La nouvelle cheffe caquiste devra également s’atteler à la tâche de reconstruire son parti, en chute libre dans l’opinion publique depuis plusieurs années.
« La suite va se faire dans le rassemblement ! » a affirmé la première ministre désignée, à la recherche d’« unité » après une course à la chefferie de la CAQ parfois rude. Dimanche après l’annonce de sa victoire, elle a d’abord salué son prédécesseur, François Legault, puis s’est avancée vers son adversaire, Bernard Drainville, duquel elle a reçu un accueil poli.
Dans son discours à la foule, dont une part était vendue à la cause de son rival, elle a réitéré avoir « besoin » de Bernard Drainville au sein de son Conseil des ministres.
L’élection de la première ministre a mis fin à une course de 80 jours, durant laquelle Bernard Drainville a fait campagne en proposant de revenir aux « racines » de la CAQ, « quitte à provoquer ». Il proposait entre autres de revoir le « modèle québécois », en accroissant l’« efficacité » de l’« État lasagne » québécois et en promettant d’attaquer ses « vaches sacrées ».
Le Québec a « besoin de la CAQ »
Christine Fréchette avait amorcé la campagne en tête ; les intentions de vote dans les sondages de début de course lui accordaient de meilleures chances de relancer le parti. Or, de l’aveu même de la députée de Sanguinet, la course s’était resserrée depuis.
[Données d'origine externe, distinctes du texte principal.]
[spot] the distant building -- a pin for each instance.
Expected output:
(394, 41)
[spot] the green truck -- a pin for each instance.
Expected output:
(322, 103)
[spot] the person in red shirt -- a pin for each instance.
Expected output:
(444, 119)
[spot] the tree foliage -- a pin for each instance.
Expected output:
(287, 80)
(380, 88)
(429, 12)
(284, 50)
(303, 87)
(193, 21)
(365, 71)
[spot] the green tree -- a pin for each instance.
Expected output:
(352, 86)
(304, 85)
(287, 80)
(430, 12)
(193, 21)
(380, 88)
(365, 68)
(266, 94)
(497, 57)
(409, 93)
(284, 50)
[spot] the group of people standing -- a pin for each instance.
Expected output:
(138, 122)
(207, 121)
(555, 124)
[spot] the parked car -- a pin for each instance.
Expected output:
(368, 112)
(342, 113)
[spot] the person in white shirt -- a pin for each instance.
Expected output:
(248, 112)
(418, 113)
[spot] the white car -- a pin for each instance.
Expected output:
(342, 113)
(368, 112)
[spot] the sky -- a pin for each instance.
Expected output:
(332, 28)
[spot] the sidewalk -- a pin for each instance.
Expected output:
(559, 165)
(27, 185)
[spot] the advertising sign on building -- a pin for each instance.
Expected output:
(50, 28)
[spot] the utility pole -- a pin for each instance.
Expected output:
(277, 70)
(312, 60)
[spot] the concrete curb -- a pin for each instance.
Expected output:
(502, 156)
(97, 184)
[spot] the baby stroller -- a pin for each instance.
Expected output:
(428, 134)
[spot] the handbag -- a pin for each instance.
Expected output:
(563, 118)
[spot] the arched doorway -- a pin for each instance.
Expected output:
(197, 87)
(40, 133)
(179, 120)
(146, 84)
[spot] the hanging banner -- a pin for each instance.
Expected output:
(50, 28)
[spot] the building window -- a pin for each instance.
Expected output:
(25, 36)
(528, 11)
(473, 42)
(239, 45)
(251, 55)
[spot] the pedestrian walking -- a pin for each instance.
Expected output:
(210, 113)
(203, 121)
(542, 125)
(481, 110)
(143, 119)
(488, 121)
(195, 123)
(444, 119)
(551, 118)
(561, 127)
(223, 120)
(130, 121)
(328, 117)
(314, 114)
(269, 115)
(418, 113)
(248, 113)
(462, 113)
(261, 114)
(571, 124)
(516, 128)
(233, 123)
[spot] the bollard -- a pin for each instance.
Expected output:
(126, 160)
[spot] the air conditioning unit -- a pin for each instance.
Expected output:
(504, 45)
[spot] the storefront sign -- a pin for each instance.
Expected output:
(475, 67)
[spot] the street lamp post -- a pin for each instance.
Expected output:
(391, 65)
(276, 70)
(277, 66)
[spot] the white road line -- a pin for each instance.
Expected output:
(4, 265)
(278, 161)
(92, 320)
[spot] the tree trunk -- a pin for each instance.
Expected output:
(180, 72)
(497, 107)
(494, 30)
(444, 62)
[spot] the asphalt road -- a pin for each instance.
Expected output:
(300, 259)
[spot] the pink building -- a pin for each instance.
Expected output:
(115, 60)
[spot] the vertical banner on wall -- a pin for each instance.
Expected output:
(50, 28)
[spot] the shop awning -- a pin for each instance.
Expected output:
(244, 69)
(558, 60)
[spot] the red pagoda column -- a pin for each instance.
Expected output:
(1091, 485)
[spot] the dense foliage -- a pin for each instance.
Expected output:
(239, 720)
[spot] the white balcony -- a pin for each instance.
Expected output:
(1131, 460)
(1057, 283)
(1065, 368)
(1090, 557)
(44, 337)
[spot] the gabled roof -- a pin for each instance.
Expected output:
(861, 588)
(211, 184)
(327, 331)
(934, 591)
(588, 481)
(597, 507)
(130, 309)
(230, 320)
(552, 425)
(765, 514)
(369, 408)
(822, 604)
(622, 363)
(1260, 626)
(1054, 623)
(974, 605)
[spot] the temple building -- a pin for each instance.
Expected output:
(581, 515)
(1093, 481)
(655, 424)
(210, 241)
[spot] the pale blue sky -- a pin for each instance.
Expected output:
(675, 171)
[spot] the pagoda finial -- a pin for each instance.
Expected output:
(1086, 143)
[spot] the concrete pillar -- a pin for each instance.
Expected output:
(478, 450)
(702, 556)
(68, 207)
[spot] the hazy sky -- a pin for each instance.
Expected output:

L’ancienne ministre de l’Immigration, puis de l’Économie, avait mis en avant tout au long de la course son « profil économique fort », gagnant l’appui d’une quarantaine d’élus, dont une quinzaine de ministres.
Avant son élection en 2022, Christine Fréchette a été présidente-directrice générale de la Chambre de commerce de l’Est de Montréal. De 2012 à 2014, elle a été directrice adjointe de cabinet du ministre péquiste des Relations internationales, Jean-François Lisée.
Dimanche, le premier ministre démissionnaire, François Legault, a prié l’équipe gagnante de « tendre la main » à l’équipe perdante et a demandé à celle-ci d’« accepter la main tendue ». « Unissez-vous ! Parce qu’unis, il n’y a rien d’impossible », a-t-il lancé avant de s’« éclipser » de la scène politique québécoise, puis de « laisser la famille » caquiste « voler de ses propres ailes ». « Battez-vous fièrement ! » a-t-il déclaré à l’approche de la campagne électorale.
« Le Québec a besoin plus que jamais de la CAQ », a-t-il fait valoir.